On me demande souvent pourquoi j’ai la dent si dure comme les « journalistes » perroquets, volatiles médiatiques dont la plume copiante-collante excelle à louer les puissants qui leur abandonnent quelques miettes du festin horloger. Ne nous y trompons pas : j’aime trop nos amies les bêtes pour vouloir le moindre mal à cette basse-cour éditoriale…


Voici quelques années, peut-être un peu moins de dix ans, au grand dam des âmes simples et au risque de choquer les ravis de la crèche, nous avions déploré la calamiteuse présence sur la scène du Grand Prix d’Horlogerie de Genève de quelque « pintades » chargées de pallier les déficiences d’un présentateur aux plaisanteries de garçon de bain [c’était l’excellent pitre politique et avocat genevois Christian Lüscher, jamais en retard de « genevoiseries » à deux balles]. Ce n’était pas très gentil pour les pintades de les comparer aux animatrices du GPHG et nous présentons nos plus sincères excuses à ces volatiles, mais certains en avaient déduit que nous n’aimions les animaux. Ce qui constitue un grave contresens…

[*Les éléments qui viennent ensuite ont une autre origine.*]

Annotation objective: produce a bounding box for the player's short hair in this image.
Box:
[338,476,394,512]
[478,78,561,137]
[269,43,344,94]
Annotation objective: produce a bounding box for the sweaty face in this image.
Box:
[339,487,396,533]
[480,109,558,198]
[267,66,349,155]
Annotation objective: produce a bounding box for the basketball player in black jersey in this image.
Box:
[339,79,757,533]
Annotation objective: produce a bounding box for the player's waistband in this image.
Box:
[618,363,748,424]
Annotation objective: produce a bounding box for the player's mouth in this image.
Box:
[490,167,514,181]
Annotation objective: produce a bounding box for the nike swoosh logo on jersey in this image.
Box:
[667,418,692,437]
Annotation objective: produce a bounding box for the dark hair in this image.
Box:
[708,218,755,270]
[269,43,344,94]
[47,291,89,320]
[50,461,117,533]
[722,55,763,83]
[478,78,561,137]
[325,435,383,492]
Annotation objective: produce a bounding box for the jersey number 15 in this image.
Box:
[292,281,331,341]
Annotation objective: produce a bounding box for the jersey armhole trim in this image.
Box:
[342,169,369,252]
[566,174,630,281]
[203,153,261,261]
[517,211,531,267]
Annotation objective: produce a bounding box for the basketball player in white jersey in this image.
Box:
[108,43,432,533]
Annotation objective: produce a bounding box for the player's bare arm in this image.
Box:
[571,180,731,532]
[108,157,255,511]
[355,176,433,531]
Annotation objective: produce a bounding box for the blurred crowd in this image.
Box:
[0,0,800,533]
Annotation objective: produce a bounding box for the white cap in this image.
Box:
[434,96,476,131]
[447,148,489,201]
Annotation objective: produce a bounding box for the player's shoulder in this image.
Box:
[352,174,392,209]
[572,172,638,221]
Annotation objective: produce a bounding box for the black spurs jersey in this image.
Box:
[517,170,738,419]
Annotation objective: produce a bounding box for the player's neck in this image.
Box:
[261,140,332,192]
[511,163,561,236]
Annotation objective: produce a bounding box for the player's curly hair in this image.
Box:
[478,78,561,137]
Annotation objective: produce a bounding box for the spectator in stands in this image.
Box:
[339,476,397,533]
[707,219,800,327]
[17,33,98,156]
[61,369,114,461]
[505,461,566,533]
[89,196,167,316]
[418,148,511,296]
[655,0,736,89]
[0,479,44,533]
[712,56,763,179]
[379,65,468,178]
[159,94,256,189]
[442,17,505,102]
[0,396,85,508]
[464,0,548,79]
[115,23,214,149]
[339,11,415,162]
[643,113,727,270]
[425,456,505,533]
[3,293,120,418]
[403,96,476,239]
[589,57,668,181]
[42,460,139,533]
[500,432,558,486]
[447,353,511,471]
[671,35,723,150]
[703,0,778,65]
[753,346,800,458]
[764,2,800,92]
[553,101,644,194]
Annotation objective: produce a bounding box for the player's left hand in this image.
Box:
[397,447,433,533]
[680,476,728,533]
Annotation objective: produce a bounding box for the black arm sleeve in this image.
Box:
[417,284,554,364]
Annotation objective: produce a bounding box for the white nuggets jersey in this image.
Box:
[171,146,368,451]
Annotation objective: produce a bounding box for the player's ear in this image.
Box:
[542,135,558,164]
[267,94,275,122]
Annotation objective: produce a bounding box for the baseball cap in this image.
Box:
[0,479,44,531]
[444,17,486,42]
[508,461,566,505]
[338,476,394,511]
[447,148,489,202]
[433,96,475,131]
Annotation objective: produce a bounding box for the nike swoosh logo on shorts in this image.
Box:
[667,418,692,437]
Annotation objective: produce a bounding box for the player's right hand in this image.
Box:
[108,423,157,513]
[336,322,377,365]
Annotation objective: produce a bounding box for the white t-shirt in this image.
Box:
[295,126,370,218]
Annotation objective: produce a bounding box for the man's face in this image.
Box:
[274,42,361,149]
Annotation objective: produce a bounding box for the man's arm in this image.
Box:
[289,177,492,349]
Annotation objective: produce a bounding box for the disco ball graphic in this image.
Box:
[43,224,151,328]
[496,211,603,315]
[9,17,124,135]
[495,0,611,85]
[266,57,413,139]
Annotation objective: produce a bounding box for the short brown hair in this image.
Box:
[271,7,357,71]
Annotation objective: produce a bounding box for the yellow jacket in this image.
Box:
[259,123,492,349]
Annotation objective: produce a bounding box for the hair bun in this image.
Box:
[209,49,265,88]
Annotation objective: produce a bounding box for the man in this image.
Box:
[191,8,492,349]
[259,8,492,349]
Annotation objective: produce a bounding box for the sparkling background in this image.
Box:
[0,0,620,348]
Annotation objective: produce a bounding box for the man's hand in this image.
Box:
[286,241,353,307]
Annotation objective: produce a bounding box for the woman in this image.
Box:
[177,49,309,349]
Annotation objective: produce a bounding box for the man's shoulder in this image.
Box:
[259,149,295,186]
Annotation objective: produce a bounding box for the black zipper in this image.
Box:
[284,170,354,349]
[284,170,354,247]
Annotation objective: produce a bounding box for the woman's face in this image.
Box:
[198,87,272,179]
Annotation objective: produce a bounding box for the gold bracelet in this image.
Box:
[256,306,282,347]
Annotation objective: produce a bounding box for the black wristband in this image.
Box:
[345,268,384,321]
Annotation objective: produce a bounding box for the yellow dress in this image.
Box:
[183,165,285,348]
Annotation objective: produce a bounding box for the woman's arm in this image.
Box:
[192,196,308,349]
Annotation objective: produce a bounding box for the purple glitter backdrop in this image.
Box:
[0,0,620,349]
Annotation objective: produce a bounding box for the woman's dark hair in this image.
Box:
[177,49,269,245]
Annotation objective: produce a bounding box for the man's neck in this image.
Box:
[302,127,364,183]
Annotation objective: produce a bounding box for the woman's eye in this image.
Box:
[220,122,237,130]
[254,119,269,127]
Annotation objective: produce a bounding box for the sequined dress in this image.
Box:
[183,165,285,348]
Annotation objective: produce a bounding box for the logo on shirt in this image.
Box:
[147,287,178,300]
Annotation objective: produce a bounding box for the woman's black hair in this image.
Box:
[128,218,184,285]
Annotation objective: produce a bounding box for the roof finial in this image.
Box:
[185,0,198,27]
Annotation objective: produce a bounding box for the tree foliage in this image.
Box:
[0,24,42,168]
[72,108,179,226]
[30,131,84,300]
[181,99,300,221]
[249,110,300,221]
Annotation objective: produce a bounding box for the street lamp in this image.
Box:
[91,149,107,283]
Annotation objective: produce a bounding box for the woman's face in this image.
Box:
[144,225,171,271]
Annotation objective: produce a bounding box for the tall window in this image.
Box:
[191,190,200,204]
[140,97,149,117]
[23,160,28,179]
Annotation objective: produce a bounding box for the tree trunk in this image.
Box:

C’est toujours une « volupté de fin gourmet de passer pour un idiot aux yeux d’un imbécile » : cette formule magique est empruntée au grand Georges Courteline (aphorisme 150 de sa Philosophie de Georges Courteline, datée de 1922, à télécharger ICI pour ceux que ça tenterait), auteur dont la fréquentation quotidienne devrait tenir de l’hygiène mentale obligatoire. C’est toujours un immense plaisir de se voir rapportés les propos que tiennent à mon sujet d’excellents confrères, pas forcément amis, quand ils ne savent pas que des oreilles indiscrètes les notent pour moi.

Pour rester dans ce registre animalier qui était cher au fabuliste La Fontaine, autre auteur dont il faut recommander la relecture régulière, c’est toujours le chien, « aussi puissant que beau, gras, poli », le poil luisant, qui se gausse du loup qui n’a que « les os et la peau » (Le loup et le chien). Personne n’ose faire remarquer à cet admirable mâtin, dont l’embonpoint appelle le compliment des courtisans, qu’il a le col pelé, sans doute la trace du collier dont il est attaché :

« – Attaché ? dit le Loup : vous ne courez donc pas

Où vous voulez ? – Pas toujours ; mais qu'importe ?

– Il importe si bien, que de tous vos repas

Je ne veux en aucune sorte,

Et ne voudrais pas même à ce prix un trésor. »

Cela dit, maître Loup s'enfuit, et court encor.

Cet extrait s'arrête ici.